Et les équipements récents ne gomment pas tout. Même des poêles modernes, mieux conçus, émettent encore des particules en quantité non négligeable lors de l’allumage, des recharges ou en fin de flambée. Les bons gestes limitent, ils n’annulent pas.
Étude Sister Study : ce lien entre chauffage au bois et cancer du poumon chez les femmes
La Sister Study, menée auprès de 50 000 femmes américaines ayant une sœur atteinte d’un cancer, a comparé les modes de chauffage domestique, dont le bois, le gaz ou le propane. Les résultats marquent un tournant pour la prévention en santé respiratoire.

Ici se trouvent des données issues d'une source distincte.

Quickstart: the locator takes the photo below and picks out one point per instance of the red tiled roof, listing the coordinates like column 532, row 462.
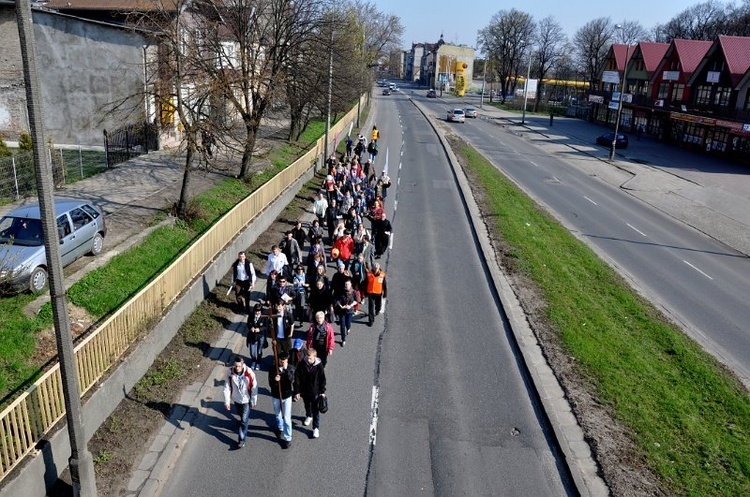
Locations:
column 620, row 51
column 691, row 53
column 736, row 51
column 653, row 53
column 111, row 5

Par rapport à celles qui n’y ont jamais recours, l’utilisation régulière du chauffage au bois est associée à une hausse de 43 % du risque de développer un cancer du poumon. Chez les femmes qui l’utilisent plus de 30 jours par an, ce risque grimpe à 68 %. Le signal est clair. Et il s’impose dans le débat français, où la place du bois reste culturelle.
Le docteur Suril Mehta, de l’Institut national des sciences de la santé environnementale des États-Unis et auteur principal, résume l’enjeu: "Notre étude démontre que même occasionnellement, la combustion de bois à l'intérieur, à partir de poêles et de cheminées, peut contribuer au cancer du poumon chez les populations où le bois n'est pas la principale source de combustible pour cuisiner ou se chauffer." Les scientifiques pointent notamment les hydrocarbures aromatiques polycycliques, le benzène et le 1,3-butadiène, des polluants connus ou suspectés d’être cancérigènes.
Pourquoi les femmes apparaissent-elles plus exposées dans ces travaux? D’abord, parce qu’elles passent, en moyenne, davantage de temps à la maison et se retrouvent plus souvent au contact de l’air intérieur. Ensuite, certaines différences physiologiques, comme des voies respiratoires plus étroites en moyenne, pourraient rendre les poumons plus sensibles aux particules fines. Longtemps, l’exposition domestique féminine a été sous-estimée dans les études environnementales. Ce biais est en train de bouger.
Air intérieur et femmes : les gestes concrets pour réduire le risque à la maison
On ne va pas renoncer du jour au lendemain aux veillées près du feu. Mais on peut réduire l’exposition. Première règle simple: aérer. Dix minutes, deux fois par jour, fenêtres grandes ouvertes, suffisent à renouveler l’air et à faire chuter la concentration de particules, même en hiver.
Ensuite, l’entretien. Le ramonage, obligatoire deux fois par an, limite les émissions et assure un tirage efficace. C’est une question de sécurité, c’est aussi une question de santé. Mieux vaut également choisir un appareil performant: les poêles et inserts labellisés Flamme Verte rejettent beaucoup moins de polluants qu’un modèle ancien. Et, très concrètement, privilégier un bois sec, non traité, avec un taux d’humidité inférieur à 20 %, réduit la fumée toxique à la combustion.
Le rythme d’usage compte aussi. Limiter la fréquence d’utilisation du chauffage au bois, particulièrement les jours de mauvais dispersion atmosphérique, évite d’additionner les expositions. L’idée n’est pas d’interdire, mais de choisir les bons moments. Si le logement le permet, combiner avec une pompe à chaleur ou un système électrique récent diminue la part des particules liées au bois.
Pour celles et ceux qui envisagent de passer à un équipement plus propre, l’Agence nationale de l’habitat propose des aides financières pour remplacer un ancien poêle ou un insert par un appareil plus performant. Mieux vaut se renseigner avant de lancer les travaux, quitte à remplacé son poêle à l’intersaison pour préparer l’hiver suivant.
Reste un dernier réflexe utile: surveiller l’air intérieur après une flambée. Éviter d’ouvrir la porte du foyer quand le feu couve, laisser le combustible finir de brûler, et attendre avant de manipuler les cendres, qui remettent des particules en suspension. Ce sont des détails, et pourtant ils font la différence dans la durée.